Id have thought the filter would have trapped anything like that,?


----------



## foxfish (20 Nov 2013)

There is already a thread on this subject on the forum (good luck with the search button!!) & the answer was a most definite  "no"


----------



## Samuran (20 Nov 2013)

This one?

Using the water from a dehumidfier | UK Aquatic Plant Society


----------



## Alastair (20 Nov 2013)

foxfish said:


> There is already a thread on this subject on the forum (good luck with the search button!!) & the answer was a most definite  "no"





Samuran said:


> This one?
> 
> Using the water from a dehumidfier | UK Aquatic Plant Society



Thanks. That answers that one then


----------



## Nathaniel Whiteside (20 Nov 2013)

You could angle the acrylic top, and have a drip tray at one end? And collect that way?

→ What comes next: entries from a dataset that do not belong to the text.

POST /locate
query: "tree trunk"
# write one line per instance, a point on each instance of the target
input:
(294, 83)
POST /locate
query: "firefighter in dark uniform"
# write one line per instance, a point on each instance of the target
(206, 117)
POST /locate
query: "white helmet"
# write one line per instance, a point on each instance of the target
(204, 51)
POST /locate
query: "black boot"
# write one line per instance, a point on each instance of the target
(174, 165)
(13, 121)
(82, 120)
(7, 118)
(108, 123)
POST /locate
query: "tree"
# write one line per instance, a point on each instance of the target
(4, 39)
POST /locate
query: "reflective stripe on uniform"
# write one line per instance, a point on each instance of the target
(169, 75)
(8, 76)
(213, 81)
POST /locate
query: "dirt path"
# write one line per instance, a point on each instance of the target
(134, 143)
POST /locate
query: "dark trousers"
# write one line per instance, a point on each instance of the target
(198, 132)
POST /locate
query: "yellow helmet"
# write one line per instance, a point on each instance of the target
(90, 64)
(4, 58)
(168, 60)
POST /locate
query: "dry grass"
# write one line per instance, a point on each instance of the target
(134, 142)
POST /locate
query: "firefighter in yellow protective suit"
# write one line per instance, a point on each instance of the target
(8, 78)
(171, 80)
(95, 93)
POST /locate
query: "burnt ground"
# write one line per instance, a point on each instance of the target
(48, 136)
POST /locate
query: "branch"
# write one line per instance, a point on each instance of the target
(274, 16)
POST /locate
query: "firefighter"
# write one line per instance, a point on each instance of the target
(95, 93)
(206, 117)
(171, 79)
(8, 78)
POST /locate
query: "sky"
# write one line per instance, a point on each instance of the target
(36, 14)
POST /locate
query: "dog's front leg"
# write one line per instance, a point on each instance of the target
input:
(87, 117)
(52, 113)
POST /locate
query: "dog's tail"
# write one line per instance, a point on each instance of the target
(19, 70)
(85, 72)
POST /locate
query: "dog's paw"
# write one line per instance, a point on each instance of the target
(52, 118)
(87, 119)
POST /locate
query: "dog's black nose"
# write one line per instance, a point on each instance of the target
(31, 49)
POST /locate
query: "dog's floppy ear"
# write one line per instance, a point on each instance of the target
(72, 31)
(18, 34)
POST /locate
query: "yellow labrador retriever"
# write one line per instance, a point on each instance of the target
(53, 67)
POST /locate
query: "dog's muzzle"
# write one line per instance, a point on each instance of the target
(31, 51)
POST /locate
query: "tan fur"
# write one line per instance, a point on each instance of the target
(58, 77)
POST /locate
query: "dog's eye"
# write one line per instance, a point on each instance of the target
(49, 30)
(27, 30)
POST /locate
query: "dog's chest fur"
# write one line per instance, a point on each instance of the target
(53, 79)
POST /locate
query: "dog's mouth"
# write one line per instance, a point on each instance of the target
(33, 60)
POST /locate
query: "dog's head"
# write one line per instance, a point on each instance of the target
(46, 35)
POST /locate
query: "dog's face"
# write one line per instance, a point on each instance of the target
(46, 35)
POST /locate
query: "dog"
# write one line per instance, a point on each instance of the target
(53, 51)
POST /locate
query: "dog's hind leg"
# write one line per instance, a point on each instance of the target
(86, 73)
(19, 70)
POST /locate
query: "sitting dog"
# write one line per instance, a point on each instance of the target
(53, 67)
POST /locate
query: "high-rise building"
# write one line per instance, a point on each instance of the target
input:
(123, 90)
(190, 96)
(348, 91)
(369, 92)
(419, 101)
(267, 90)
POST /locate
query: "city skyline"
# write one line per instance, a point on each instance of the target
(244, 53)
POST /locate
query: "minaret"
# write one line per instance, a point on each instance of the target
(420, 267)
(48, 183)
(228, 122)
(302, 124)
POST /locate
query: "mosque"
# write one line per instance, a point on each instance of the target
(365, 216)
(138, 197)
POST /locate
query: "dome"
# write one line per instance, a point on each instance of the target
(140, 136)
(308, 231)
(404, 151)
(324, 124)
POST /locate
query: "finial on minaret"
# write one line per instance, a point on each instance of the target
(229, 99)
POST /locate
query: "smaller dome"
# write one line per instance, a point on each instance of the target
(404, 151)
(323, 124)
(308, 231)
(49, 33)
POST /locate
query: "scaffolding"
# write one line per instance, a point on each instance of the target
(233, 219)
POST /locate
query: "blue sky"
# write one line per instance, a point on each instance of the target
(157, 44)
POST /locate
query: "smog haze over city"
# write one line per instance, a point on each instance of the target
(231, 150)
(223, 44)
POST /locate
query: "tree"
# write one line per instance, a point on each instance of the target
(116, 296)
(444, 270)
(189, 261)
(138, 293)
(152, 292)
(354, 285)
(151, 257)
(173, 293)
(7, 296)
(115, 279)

Or alternatively just buy an RO lol.


----------



## Alastair (20 Nov 2013)

Nathaniel Whiteside said:


> You could angle the acrylic top, and have a drip tray at one end? And collect that way?
> 
> Or alternatively just buy an RO lol.


Possibly mate but ill get an ro lol. Ill use an acrylic top for this as running a dehumidifier through the night during winter is too expensive


----------



## Samuran (20 Nov 2013)

Alastair said:


> running a dehumidifier through the night during winter is too expensive


 
What electric plan are you on? That's the only time of day I run mine because it's cheaper to use 'lecy over night....


----------



## sanj (20 Nov 2013)

Is a dehumidifier expensive to use? I mean electricity consumption.

Are you going to cover the tank?


----------